In bombshell, Trump says United States backs out of G7 communique, criticises Trudeau
White House Trade Adviser Peter Navarro had even harsher words for Trudeau. “The EU trade surplus with the U.S. is $151bn, and Canada keeps our farmers and others out”.
Mr Trudeau didn’t respond to questions about Mr Trump when the prime minister arrived at a Quebec City hotel today for meetings with other world leaders.
The details of the conversation, which Axios previously reported, come amid fears of a looming trade war over the Trump administration’s move to impose steep tariffs on steel and aluminum imports from the European Union, Canada and Mexico.
“(Trudeau) really kind of stabbed us in the back”, Kudlow, the director of the National Economic Council who had accompanied Trump to Canada, said on CNN’s “State of the Union”.
Tensions between the USA and its G7 partners over trade and the USA withdrawal from the Iran nuclear deal were rife ahead of the summit which had been dubbed by some as “G6 plus one”, referring to an isolated US.
“We’re like the piggy bank that everybody is robbing”, he said at a press conference as his G7 counterparts continued their two-day meeting in La Malbaie, Quebec, and officials hammered out a joint communique.
French President Emmanuel Macron’s office on Sunday stressed the need for calm heads after the G7 summit ended in a fiasco in the Canadian town of Charlevoix.
“Whether you like it or not, and it may not be politically correct, but we have a world to run, and in the G-7 which used to be the G-8, they threw Russian Federation out”, he said.
Trump and Trudeau exchanged barbs after a highly contentious G-7 meeting resulted in a press conference in which Trudeau promised not to be pushed around.
Led by the United States, the group kicked out Russian Federation in 2014 over its annexation of Crimea and its support for pro-Russia separatists in Ukraine.
Trump stressed re-admitting Russian Federation to a club of industrialized nations would be good for all countries.
“The G20 helpfully has more countries that have a stake in the economy of the world, including the G7”, he told Reuters.
Trump said at his meeting with Canadian Prime Minister Justin Trudeau he believed the seven nations can hammer out a final communique.
Nearly as an afterthought, Trump – now in Singapore for a summit with North Korean leader Kum Jong Un – tweeted: “Great to be in Singapore, excitement in the air!”
“We strive to reduce tariff barriers, non-tariff barriers and subsidies”, they said in the statement. “That there are no grounds whatsoever for bringing Russian Federation with its current behaviour back into the G7”, said Canadian Foreign Minister Chrystia Freeland.
He said US representatives will examine the tariffs on automobiles coming into the country and bemoaned the Canadian tariffs that affect American companies and farmers.
Republican Sen.
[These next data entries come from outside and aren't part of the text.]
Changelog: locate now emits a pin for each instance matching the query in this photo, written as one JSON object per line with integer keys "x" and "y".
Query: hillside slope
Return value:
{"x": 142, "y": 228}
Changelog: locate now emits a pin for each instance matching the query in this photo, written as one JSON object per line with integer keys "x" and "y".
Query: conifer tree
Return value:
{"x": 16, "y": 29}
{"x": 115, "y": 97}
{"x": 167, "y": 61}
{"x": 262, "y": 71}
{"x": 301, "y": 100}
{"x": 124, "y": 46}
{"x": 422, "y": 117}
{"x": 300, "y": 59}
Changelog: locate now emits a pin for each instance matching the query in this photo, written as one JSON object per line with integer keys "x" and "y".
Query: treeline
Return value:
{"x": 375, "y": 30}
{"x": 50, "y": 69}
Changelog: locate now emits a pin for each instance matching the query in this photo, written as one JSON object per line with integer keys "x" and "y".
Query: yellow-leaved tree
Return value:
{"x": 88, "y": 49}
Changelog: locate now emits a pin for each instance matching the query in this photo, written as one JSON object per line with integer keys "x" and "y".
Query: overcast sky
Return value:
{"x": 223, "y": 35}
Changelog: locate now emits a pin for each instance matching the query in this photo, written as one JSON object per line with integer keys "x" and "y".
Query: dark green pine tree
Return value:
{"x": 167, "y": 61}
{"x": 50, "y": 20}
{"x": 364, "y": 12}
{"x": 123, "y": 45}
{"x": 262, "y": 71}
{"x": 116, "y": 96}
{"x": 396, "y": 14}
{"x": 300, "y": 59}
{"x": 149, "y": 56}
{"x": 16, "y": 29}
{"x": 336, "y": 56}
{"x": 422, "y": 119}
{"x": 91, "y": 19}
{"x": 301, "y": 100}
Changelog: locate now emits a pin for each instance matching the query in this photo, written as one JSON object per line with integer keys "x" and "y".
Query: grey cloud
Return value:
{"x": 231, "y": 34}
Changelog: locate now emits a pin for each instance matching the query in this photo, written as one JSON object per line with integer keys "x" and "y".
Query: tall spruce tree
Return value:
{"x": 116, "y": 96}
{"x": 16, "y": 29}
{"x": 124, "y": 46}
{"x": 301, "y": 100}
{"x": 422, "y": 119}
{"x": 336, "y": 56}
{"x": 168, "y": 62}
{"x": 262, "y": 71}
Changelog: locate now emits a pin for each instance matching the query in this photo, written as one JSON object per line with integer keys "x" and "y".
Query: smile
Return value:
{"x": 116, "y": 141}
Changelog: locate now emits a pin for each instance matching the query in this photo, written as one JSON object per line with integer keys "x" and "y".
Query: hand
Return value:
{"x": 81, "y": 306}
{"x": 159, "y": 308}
Jeff Flake, a frequent critic of the president on foreign policy, also tweeted, “No, Russia should not be added to the G-7”.
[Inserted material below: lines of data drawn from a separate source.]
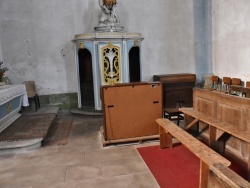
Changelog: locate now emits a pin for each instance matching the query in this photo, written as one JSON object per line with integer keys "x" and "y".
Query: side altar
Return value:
{"x": 107, "y": 56}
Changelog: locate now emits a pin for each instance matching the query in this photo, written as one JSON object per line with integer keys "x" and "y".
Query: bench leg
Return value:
{"x": 165, "y": 138}
{"x": 204, "y": 173}
{"x": 248, "y": 164}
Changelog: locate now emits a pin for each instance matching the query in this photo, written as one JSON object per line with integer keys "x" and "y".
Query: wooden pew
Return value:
{"x": 214, "y": 125}
{"x": 210, "y": 161}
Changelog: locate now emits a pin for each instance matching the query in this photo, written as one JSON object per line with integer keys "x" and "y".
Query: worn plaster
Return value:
{"x": 36, "y": 38}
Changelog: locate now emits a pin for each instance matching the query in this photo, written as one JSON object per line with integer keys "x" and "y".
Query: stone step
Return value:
{"x": 20, "y": 141}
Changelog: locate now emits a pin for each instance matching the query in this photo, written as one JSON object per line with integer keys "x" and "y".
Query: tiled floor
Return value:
{"x": 83, "y": 162}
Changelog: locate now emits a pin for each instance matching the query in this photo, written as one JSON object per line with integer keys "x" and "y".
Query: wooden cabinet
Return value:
{"x": 177, "y": 87}
{"x": 130, "y": 110}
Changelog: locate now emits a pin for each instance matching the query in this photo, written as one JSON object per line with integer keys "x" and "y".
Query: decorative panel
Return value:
{"x": 111, "y": 64}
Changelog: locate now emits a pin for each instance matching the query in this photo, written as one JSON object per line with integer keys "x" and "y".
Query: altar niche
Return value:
{"x": 134, "y": 64}
{"x": 86, "y": 78}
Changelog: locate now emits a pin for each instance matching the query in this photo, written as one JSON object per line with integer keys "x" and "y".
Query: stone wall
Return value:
{"x": 231, "y": 39}
{"x": 36, "y": 38}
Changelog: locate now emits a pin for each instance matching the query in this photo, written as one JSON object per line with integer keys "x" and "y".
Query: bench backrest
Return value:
{"x": 202, "y": 151}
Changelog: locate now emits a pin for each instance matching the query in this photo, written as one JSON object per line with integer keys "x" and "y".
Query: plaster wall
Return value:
{"x": 231, "y": 39}
{"x": 36, "y": 38}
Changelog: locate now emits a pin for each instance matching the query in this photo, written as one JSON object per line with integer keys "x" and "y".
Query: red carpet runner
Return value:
{"x": 177, "y": 167}
{"x": 173, "y": 167}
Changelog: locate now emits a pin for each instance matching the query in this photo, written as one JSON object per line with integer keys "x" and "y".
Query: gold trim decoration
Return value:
{"x": 9, "y": 107}
{"x": 111, "y": 64}
{"x": 136, "y": 43}
{"x": 81, "y": 45}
The US President’s announcement, made after he left the summit in Canada early, torpedoed what appeared to be a fragile consensus on the trade dispute between Washington and its allies.
He said Trump had done Trudeau the “courtesy” of traveling to the summit when “he had other things, bigger things on his plate”, referring to Trump’s June 12 summit with North Korean ruler Kim Jong-un. Trump has said that Russian Federation should have been readmitted to the negotiations.